Muker is a chapelry and customary market-town in that part of the parish of Grinton which belongs to the wapentake of Gilling-West, in the liberty of Richmondshire, and the North Riding of Yorkshire, about 252 miles from London, 54 miles north-west of York, and 17 miles west by south of Richmond. The township comprises the higher part of Swaledale, and the town stands in an angle formed by two of the streams which contribute to form that river.

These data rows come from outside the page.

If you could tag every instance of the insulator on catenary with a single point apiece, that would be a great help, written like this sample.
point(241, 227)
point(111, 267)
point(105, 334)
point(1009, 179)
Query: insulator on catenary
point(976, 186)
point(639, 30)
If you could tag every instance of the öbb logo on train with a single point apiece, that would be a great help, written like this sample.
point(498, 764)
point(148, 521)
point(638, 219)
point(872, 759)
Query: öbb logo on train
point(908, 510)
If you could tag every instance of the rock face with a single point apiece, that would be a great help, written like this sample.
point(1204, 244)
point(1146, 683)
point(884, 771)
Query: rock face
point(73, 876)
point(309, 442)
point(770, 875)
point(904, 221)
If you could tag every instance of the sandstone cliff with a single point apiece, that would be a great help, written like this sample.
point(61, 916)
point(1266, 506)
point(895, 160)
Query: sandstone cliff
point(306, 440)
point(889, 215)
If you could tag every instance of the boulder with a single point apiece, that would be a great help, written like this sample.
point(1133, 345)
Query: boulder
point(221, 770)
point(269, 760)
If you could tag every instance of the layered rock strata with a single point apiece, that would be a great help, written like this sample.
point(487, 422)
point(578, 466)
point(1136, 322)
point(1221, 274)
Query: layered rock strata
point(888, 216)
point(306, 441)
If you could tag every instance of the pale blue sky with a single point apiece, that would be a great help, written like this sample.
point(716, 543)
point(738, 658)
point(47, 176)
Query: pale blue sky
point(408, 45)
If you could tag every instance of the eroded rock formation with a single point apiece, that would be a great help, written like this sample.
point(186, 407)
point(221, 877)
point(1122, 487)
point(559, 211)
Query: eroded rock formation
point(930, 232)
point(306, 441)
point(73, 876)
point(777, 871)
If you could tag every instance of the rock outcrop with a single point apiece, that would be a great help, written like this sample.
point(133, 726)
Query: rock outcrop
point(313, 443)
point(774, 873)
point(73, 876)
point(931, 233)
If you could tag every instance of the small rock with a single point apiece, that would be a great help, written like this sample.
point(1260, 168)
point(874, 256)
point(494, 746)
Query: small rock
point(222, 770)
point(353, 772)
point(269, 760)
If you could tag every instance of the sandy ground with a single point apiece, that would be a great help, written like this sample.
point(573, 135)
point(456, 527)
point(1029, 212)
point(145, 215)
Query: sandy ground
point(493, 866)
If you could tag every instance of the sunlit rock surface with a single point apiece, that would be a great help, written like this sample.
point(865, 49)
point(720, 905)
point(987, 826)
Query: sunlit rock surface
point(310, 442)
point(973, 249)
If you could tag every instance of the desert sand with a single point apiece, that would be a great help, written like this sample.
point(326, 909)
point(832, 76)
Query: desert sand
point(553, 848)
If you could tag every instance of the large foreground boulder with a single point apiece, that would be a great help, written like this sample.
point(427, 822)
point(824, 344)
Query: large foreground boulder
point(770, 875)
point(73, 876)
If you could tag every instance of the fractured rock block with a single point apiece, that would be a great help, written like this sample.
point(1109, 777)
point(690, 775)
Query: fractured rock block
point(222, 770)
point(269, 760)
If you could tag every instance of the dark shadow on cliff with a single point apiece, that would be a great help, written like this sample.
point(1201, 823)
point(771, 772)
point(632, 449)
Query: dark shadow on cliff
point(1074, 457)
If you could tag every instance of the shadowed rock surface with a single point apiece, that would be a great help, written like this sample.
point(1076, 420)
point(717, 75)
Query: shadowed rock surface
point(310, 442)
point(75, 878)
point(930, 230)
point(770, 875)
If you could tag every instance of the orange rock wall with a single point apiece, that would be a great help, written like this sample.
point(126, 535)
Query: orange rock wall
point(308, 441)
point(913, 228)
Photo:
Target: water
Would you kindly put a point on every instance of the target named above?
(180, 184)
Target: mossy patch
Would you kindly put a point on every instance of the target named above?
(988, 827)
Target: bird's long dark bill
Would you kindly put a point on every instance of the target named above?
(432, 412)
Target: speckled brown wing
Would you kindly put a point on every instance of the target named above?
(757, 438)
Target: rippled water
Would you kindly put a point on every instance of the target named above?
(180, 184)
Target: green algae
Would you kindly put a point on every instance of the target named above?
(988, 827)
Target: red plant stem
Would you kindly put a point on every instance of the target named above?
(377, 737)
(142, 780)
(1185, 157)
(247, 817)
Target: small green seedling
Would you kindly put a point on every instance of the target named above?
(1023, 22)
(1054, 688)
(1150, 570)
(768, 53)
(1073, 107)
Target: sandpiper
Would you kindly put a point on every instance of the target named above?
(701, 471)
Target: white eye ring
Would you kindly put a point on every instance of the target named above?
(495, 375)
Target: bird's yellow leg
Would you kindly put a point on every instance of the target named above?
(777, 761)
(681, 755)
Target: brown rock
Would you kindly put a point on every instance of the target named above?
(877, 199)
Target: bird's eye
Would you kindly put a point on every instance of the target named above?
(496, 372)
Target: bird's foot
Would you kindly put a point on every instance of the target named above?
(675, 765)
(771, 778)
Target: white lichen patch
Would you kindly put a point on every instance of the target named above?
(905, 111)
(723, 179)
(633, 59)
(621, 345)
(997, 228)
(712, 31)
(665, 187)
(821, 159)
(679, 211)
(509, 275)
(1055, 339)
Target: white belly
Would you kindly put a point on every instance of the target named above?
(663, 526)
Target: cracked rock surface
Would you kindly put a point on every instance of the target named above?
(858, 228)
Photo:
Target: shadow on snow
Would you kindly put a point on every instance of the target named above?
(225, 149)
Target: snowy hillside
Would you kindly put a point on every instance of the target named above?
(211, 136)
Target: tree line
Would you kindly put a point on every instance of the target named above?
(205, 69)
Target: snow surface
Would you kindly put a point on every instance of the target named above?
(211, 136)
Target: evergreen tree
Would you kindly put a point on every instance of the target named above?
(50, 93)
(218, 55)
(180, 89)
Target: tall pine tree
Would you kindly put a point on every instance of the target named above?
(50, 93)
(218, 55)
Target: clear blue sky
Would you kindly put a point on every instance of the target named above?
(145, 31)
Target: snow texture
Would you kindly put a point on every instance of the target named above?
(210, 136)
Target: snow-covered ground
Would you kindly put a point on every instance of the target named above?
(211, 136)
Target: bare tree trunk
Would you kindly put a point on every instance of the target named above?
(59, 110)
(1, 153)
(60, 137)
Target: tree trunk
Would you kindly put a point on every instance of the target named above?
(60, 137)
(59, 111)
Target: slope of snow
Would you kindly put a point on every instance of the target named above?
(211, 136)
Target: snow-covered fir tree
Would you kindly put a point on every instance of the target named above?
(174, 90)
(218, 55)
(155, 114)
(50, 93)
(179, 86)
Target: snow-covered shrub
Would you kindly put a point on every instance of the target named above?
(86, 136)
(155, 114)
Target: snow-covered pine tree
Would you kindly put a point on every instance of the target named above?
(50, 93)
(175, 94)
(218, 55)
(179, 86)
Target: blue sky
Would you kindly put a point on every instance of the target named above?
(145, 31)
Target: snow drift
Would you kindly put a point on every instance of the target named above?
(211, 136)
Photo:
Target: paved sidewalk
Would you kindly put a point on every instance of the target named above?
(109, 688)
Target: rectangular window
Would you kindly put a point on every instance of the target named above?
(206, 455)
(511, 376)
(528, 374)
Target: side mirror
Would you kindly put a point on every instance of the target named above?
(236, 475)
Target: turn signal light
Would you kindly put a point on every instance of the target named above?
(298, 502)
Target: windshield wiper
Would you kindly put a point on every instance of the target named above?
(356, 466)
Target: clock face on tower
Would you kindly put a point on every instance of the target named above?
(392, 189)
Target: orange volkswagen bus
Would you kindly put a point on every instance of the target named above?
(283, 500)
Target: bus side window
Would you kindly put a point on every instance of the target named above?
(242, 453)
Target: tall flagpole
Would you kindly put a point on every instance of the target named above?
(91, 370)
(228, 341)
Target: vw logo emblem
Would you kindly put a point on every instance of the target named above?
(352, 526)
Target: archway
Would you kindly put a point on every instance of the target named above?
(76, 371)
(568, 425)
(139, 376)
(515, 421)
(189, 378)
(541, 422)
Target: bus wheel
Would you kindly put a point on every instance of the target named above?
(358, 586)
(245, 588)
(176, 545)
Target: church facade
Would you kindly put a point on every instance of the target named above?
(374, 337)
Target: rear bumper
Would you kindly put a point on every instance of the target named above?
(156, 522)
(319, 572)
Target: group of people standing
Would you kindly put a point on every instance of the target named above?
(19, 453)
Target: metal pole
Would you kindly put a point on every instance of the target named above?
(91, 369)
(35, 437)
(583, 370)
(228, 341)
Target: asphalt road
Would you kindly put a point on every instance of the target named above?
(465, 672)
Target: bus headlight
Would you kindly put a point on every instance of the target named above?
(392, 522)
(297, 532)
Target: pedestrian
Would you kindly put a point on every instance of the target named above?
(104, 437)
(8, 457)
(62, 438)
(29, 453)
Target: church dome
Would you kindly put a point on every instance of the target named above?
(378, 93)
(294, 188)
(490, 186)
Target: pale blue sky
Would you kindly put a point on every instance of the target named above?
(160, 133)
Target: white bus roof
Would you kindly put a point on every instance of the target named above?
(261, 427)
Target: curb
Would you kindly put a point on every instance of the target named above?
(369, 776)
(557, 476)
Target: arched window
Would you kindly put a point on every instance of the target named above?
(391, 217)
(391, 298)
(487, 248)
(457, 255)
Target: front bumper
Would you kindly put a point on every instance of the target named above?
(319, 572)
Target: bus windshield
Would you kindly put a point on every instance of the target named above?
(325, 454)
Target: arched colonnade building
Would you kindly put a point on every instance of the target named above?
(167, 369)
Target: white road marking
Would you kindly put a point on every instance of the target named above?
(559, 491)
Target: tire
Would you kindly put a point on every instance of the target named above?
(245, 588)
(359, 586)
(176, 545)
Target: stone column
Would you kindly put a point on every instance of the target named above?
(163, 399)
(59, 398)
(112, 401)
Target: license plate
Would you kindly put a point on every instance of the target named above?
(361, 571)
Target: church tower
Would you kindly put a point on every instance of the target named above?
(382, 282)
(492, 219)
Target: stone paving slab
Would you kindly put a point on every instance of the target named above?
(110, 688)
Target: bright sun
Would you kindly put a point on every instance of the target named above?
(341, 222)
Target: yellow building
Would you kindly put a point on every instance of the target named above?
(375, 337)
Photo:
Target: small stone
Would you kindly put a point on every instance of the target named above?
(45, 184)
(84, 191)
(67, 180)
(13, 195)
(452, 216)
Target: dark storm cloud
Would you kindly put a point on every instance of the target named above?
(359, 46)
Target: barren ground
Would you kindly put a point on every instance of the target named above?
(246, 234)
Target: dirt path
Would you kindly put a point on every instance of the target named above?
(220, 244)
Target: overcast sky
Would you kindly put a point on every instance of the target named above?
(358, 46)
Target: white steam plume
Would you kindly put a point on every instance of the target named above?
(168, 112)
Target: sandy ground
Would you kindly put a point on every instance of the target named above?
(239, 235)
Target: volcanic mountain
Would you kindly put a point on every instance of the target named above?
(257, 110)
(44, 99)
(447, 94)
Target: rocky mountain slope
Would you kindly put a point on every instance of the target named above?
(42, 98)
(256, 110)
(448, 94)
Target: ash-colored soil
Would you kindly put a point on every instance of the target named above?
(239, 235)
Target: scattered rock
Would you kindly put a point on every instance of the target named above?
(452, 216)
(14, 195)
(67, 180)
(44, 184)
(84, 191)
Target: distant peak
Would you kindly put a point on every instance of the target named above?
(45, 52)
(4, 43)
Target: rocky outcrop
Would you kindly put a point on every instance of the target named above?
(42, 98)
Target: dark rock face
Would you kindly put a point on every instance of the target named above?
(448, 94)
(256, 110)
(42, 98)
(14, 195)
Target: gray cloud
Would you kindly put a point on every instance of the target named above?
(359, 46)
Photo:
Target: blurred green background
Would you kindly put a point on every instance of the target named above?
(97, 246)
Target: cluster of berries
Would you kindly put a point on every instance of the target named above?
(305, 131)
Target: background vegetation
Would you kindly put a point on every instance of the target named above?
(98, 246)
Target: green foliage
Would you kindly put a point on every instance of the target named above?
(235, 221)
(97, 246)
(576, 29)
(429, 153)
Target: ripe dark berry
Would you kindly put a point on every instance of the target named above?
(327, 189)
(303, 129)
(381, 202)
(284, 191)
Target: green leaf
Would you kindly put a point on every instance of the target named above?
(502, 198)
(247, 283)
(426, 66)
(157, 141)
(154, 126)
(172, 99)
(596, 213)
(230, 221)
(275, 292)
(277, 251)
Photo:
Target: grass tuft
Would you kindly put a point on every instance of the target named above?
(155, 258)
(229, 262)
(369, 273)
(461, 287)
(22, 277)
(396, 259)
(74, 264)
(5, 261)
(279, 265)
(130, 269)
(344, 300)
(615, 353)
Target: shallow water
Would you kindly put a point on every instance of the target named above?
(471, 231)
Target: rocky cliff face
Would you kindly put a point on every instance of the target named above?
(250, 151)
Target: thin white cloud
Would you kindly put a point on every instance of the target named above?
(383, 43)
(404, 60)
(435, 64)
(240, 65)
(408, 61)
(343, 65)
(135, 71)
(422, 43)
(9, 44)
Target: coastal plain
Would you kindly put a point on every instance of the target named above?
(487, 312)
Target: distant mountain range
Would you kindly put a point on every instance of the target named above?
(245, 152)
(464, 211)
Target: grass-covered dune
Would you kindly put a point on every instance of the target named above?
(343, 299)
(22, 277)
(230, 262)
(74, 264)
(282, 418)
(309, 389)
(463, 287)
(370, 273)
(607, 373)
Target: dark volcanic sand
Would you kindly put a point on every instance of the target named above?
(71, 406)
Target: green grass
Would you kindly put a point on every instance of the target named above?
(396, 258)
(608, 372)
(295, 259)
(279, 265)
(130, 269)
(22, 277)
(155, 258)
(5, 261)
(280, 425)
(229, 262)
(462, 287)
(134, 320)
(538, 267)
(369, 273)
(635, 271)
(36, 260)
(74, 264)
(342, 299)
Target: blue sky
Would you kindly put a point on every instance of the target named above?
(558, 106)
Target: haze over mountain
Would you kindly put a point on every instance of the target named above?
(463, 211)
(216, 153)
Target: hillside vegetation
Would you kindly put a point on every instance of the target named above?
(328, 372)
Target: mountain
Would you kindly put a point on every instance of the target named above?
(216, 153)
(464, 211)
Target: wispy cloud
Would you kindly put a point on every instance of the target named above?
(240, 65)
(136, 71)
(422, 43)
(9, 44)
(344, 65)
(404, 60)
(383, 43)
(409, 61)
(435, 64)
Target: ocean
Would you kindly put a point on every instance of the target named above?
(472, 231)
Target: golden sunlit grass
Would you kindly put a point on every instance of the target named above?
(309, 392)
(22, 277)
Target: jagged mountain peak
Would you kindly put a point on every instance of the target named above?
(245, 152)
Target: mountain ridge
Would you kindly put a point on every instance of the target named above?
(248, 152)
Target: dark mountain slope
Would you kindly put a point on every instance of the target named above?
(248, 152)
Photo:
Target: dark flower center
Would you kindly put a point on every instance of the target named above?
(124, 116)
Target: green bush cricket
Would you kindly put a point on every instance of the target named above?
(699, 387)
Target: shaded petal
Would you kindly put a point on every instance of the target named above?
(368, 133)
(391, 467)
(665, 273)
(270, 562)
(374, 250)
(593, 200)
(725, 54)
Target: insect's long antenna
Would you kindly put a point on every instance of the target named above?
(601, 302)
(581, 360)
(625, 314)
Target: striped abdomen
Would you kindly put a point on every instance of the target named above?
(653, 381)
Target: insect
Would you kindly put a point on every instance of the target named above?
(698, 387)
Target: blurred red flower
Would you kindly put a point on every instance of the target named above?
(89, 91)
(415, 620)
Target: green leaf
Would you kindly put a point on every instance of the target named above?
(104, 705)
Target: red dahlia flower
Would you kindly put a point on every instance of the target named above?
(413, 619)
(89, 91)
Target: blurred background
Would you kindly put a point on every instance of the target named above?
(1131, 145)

The living is a perpetual curacy attached to the vicarage of Grinton, formerly in the archdeaconry of Richmond and diocese of Chester, but now in the diocese of Ripon, with an income of about £98. The town contains a chapel-of-ease, dedicated to St. Mary, and erected in 1580, and some schools, one of which is partly supported by endowment of about £20 a year, bequeathed by Anthony Metcalfe in 1678, for a free-school.

There is also a subscription library. The market, which has been established by custom, is held on Wednesday, and there is an annual fair on the Wednesday before Old Christmas-day. The parish contains mines of lead, iron, and coal, and also produces lime. About 2 miles to the north-west is a cascade called Keasden Force, where the Swale falls over some rugged rocks into a romantic dale. The population of the chapelry was 1,247 in 1831, and 1,241 in 1841.